Destined to Soar
At 17 months old, Jeremiah is all smiles as he crawls around, sporting a new big-boy haircut and wearing his favorite Tyrannosaurus T-shirt. He looks up with expressive chocolate-brown eyes as seeking for his mother’s approval.
“He’s cruising on his own,” says Waleska, a stay-at-home mom who runs their day like a pre-school schedule with time designated for physical therapy, as well as lessons in shapes and colors, and nursery rhymes.
Born with Down syndrome (trisomy 21), a development disorder that causes intellectual delays and a host of potential medical issues, Jeremiah’s early challenges included a small heart murmur and bilateral clubbed feet. He currently wears eyeglass to correct astigmatism.
Through Children’s Hospital of Philadelphia (CHOP), Jeremiah receives outpatient orthopedic therapy, among other support services offered through CHOP’s Trisomy 21 program and Early Intervention. Jeremiah recently completed a pool group where Helen Milligan, PT, MPT, a physical therapist who works kids with Down syndrome, worked with him to better develop his oral motor skills — by blowing bubbles — and strengthen his muscle tone — with swim kicks and ball games. Both issues are common challenges for children with Down syndrome.
“He’s a pretty healthy toddler … He’s determined, playful and happy,” Waleska says as she watches him eye up a cardboard delivery box on the floor, and then make his way across the room to play with it.
“There could be a thousand toys and he’ll go for the box every time,” she says with a laugh.
A beautiful boy
Waleska was born with clubfoot herself, and thought she might pass along that trait to her child. She never considered her child would have Down syndrome. Yet, at her 20-week ultrasound, the 25-year-old learned the devastating news. She mourned her stereotypical dreams of having a son who grew up to become a sports star or daughter who would become a ballerina.
“It was such a scary, emotional time. I just kept crying,” she says. With the support of Jeremiah’s father, Sincere, and other family and friends, Waleska not only faced her fears, but realized how lucky she is.
Today, Waleska can’t even begin to imagine life without Jeremiah, her sweet little boy who loves to clap to Twinkle, Twinkle Little Star and Itsy-Bitsy Spider just as much as he enjoys his small menagerie of pets – three dogs, two cats and one fish.
“The first time I saw him I thought he was the most beautiful thing in the world. I fell in love instantly,” recalls Waleska. All her fears faded away, and she said she felt silly even thinking them in the first place.
A short time after giving birth to Jeremiah at the Hospital of the University of Pennsylvania, located next to CHOP, a specialist from CHOP’s Trisomy 21 Program paid Waleska a visit, explained the program and how it can support children with Down syndrome and connect them with the resources they need throughout their lives.
Waleska says she is thankful for the program, the resources it provides, and the “very loving environment” they operate in.

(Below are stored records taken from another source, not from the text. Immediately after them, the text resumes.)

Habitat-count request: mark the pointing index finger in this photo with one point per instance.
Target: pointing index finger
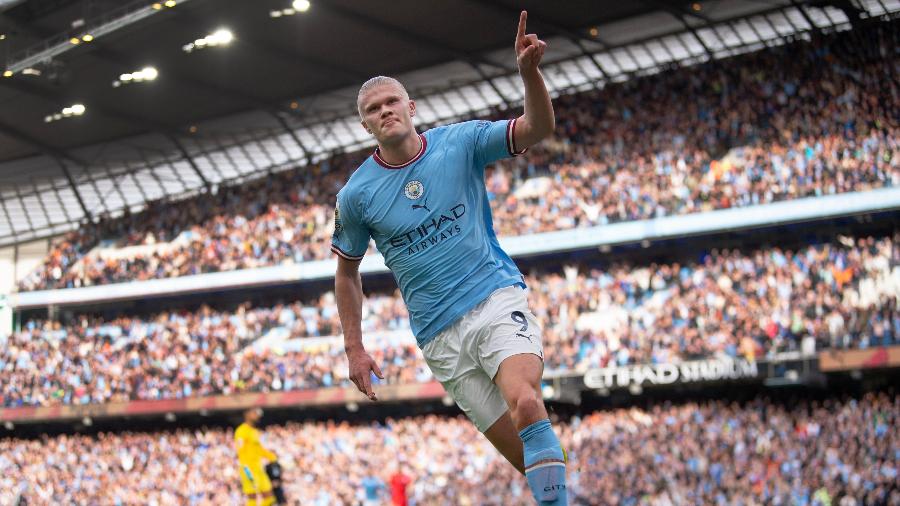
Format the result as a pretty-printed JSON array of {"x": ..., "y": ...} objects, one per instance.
[{"x": 522, "y": 18}]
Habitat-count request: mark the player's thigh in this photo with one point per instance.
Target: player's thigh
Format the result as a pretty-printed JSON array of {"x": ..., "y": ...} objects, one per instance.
[
  {"x": 510, "y": 337},
  {"x": 479, "y": 398}
]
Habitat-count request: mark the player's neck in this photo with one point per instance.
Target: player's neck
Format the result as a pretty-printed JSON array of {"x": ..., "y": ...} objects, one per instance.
[{"x": 402, "y": 151}]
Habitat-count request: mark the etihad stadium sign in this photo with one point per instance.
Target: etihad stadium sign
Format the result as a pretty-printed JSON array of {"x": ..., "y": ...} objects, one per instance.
[{"x": 668, "y": 374}]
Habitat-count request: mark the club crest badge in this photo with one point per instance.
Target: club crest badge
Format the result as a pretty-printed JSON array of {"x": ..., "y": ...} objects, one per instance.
[
  {"x": 338, "y": 226},
  {"x": 414, "y": 190}
]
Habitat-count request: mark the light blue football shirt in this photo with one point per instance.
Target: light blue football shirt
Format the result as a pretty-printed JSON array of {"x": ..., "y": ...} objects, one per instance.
[{"x": 431, "y": 220}]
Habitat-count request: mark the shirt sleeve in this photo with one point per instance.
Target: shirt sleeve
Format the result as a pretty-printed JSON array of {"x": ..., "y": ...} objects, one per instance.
[
  {"x": 494, "y": 141},
  {"x": 351, "y": 237}
]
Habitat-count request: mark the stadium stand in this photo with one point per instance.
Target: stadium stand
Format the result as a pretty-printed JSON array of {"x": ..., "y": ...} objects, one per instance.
[
  {"x": 834, "y": 451},
  {"x": 109, "y": 404},
  {"x": 762, "y": 127},
  {"x": 732, "y": 304}
]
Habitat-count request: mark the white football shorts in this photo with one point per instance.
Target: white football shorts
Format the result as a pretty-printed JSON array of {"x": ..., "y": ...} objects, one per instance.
[{"x": 465, "y": 356}]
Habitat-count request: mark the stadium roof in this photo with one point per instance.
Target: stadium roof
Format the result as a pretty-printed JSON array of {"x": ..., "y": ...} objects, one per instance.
[{"x": 283, "y": 92}]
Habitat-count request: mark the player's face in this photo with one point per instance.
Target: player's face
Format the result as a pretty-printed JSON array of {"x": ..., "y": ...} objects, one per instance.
[{"x": 387, "y": 113}]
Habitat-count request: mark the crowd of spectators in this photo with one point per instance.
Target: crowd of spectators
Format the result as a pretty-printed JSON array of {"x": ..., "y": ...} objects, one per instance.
[
  {"x": 807, "y": 119},
  {"x": 730, "y": 304},
  {"x": 831, "y": 452}
]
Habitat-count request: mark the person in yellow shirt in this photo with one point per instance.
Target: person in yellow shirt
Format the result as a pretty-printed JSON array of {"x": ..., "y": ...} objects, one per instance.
[{"x": 251, "y": 453}]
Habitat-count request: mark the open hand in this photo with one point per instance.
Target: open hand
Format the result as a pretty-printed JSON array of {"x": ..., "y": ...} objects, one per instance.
[
  {"x": 362, "y": 365},
  {"x": 529, "y": 48}
]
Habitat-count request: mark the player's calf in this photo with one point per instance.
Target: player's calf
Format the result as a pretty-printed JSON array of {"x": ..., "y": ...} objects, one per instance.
[{"x": 545, "y": 463}]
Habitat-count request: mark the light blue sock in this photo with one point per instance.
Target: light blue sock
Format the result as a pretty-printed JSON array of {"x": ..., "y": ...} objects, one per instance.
[{"x": 545, "y": 465}]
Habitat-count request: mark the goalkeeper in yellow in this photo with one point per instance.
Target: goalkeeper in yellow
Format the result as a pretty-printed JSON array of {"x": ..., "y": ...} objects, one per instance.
[{"x": 251, "y": 453}]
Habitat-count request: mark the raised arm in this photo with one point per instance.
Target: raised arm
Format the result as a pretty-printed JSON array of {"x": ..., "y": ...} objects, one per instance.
[
  {"x": 538, "y": 122},
  {"x": 349, "y": 295}
]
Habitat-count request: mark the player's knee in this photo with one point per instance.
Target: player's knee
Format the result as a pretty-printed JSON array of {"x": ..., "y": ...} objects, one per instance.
[{"x": 528, "y": 408}]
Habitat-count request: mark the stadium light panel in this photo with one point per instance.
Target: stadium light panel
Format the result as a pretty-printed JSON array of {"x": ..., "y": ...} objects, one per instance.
[
  {"x": 220, "y": 37},
  {"x": 150, "y": 73},
  {"x": 67, "y": 112}
]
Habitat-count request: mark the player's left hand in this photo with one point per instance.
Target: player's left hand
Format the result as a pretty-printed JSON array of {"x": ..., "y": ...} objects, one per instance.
[{"x": 529, "y": 48}]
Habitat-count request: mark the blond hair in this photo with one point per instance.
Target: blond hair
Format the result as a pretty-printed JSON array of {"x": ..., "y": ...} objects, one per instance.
[{"x": 374, "y": 83}]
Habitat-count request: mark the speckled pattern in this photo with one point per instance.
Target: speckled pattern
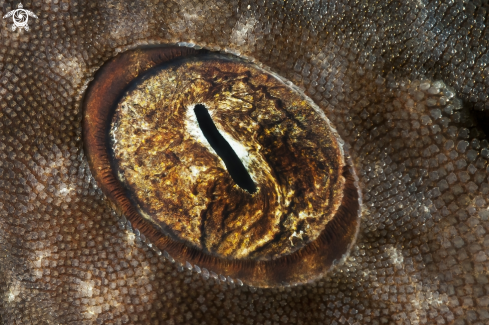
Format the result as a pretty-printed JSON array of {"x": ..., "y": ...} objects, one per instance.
[{"x": 421, "y": 156}]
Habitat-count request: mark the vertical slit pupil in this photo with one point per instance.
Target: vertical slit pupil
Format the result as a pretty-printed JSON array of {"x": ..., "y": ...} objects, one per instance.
[{"x": 233, "y": 164}]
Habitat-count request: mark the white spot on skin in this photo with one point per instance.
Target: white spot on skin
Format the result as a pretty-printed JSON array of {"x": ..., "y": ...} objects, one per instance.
[
  {"x": 130, "y": 238},
  {"x": 396, "y": 257},
  {"x": 13, "y": 292},
  {"x": 195, "y": 131}
]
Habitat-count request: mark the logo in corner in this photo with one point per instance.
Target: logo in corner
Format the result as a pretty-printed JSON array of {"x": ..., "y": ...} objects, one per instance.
[{"x": 20, "y": 17}]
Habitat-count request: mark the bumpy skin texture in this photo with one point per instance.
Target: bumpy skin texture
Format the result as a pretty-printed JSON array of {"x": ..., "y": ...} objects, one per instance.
[{"x": 421, "y": 254}]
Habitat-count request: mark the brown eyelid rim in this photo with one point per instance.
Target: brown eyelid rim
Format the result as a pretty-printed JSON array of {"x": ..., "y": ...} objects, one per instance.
[{"x": 302, "y": 266}]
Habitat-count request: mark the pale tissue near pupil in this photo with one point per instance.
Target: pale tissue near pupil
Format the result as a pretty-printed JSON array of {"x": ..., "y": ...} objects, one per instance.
[{"x": 422, "y": 253}]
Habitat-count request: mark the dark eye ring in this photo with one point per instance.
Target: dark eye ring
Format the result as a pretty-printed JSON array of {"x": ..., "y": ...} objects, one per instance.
[{"x": 313, "y": 260}]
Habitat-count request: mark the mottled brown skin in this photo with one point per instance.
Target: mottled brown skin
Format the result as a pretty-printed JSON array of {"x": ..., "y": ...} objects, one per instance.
[{"x": 421, "y": 254}]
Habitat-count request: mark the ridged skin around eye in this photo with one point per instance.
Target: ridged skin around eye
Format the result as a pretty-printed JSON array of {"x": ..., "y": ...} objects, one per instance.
[{"x": 421, "y": 255}]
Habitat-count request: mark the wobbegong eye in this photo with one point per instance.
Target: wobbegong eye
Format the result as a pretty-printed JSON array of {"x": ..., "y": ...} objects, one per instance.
[{"x": 222, "y": 164}]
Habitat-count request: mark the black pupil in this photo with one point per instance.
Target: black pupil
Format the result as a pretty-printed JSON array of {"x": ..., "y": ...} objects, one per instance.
[{"x": 234, "y": 166}]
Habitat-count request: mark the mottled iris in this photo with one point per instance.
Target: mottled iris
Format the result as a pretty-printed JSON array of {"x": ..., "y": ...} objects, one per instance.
[{"x": 179, "y": 182}]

Jeremiah has been receiving care, support and treatment through the Trisomy 21 program since he was 6 months old, including early intervention services such as occupational therapy, physical therapy, and special instruction with a communications expert.

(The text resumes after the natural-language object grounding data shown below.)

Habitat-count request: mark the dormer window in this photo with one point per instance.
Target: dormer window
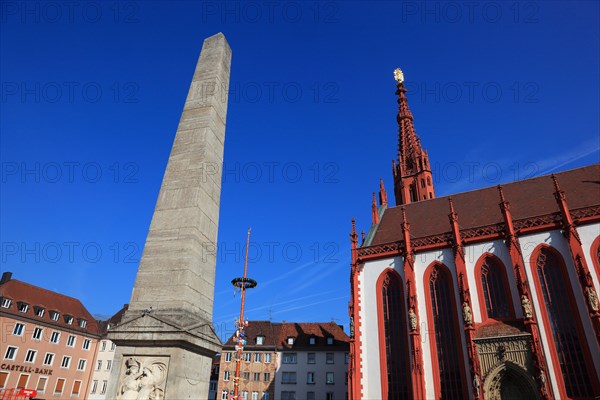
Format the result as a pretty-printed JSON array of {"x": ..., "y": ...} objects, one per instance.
[{"x": 5, "y": 302}]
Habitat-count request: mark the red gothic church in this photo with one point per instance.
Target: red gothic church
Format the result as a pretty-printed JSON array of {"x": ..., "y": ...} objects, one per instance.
[{"x": 484, "y": 294}]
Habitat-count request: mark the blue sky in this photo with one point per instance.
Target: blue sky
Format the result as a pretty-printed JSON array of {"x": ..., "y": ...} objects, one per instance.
[{"x": 92, "y": 93}]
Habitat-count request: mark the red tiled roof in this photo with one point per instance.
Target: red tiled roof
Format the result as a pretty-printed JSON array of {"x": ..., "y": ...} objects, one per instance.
[
  {"x": 35, "y": 296},
  {"x": 494, "y": 328},
  {"x": 527, "y": 198},
  {"x": 276, "y": 334}
]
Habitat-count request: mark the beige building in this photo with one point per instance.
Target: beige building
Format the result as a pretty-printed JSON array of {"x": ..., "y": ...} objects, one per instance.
[
  {"x": 49, "y": 342},
  {"x": 290, "y": 361},
  {"x": 104, "y": 360}
]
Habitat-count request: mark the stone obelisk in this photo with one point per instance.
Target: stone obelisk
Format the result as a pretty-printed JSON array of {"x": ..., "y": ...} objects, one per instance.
[{"x": 166, "y": 340}]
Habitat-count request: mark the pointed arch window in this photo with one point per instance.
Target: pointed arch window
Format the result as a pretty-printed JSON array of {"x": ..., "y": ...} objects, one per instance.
[
  {"x": 393, "y": 338},
  {"x": 494, "y": 290},
  {"x": 561, "y": 317},
  {"x": 446, "y": 349}
]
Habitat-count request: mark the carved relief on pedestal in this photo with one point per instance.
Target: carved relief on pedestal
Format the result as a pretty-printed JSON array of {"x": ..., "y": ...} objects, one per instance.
[{"x": 143, "y": 378}]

Early on, Waleska decided she would never limit Jeremiah in any way. She introduced him to sign language to help him communicate with her and avoid potential frustration at not being able to tell her what he wanted. But first, she had to teach herself.
The first sign Jeremiah learned was “more,” which he eagerly demonstrated to Waleska when she asked him if he wanted more vanilla ice cream. It was a breakthrough moment because Waleska knew her son was communicating with her.

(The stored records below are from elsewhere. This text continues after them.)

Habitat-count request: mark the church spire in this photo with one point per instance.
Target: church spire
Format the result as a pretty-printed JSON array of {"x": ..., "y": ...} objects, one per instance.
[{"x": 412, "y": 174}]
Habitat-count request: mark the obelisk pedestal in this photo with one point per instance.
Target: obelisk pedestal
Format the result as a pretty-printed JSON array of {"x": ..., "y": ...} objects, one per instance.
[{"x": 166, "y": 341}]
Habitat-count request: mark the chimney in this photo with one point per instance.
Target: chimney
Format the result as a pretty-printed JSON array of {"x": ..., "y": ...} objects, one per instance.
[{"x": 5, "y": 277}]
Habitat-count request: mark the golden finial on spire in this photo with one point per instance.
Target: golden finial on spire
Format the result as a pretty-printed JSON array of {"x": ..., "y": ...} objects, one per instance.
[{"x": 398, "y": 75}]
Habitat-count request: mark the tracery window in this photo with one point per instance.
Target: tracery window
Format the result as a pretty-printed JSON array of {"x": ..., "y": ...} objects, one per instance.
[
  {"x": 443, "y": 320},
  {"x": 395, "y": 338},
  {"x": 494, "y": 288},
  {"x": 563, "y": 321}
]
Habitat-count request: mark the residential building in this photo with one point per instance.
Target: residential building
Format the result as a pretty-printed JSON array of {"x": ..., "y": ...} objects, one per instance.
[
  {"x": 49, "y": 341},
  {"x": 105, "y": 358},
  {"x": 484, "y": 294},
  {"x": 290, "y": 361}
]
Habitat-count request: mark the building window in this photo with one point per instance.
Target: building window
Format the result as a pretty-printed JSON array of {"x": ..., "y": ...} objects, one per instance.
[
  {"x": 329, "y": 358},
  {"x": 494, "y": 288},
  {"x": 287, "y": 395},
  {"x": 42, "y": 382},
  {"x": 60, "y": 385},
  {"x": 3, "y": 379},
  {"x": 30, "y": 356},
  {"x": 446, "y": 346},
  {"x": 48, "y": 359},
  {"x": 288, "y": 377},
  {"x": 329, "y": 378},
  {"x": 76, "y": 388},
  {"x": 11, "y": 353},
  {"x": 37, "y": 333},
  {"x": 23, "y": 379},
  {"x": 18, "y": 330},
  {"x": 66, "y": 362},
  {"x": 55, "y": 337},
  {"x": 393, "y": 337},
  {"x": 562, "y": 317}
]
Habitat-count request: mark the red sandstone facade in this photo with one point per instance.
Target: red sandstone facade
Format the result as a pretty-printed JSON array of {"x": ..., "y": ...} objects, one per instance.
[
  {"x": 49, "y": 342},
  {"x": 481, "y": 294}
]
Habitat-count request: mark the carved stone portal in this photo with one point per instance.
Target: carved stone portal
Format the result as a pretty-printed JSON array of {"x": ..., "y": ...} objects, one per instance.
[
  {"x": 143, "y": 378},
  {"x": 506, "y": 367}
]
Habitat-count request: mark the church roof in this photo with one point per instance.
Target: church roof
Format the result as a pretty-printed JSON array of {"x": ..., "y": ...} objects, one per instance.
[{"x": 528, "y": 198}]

Jeremiah has since learned more signs, and understands the words in both English and Spanish.
With each significant milestone Jeremiah achieves, Waleska throws a huge family pary to celebrate his accomplishment. His first party when was he learned to sit up on this own and had a dinosaur theme. When he started crawling, his family gathered for a puppy-themed party.
Waleska is already planning the next soiree — when Jeremiah learns to walk. “He’s already showing me he’s getting ready,” his mom says.
Soaring through life
Whenever Jeremiah visits CHOP, he always has pop-in visits from various staff members whose hearts he’s already stolen. And his fan base just keeps growing. ‘He’s just magnetic,” says his mom.
This October will mark the second year Jeremiah and his family are participating in the CHOP Buddy Walk® and Family Fun Day. Last year, his team name was Jeremiah’s Justice League, a nod to some of his dad’s favorite superheroes.
“It is important [to participate] because we want him to be part of a bigger community of people who understand him and his condition,” says Sincere, Jeremiah’s dad. “It’s also helpful for us, as his parents, to see that other kids with Down syndrome are living good lives and achieving their goals. That’s what we want for him, to be successful in his own way.”
Waleska says her long-term goals for Jeremiah are no different than what any mother wants for their child. “I want him to do whatever he wants to do with his life,” she says. “I don’t limit him or have expectations. I just want to see him be himself and I know he will soar.”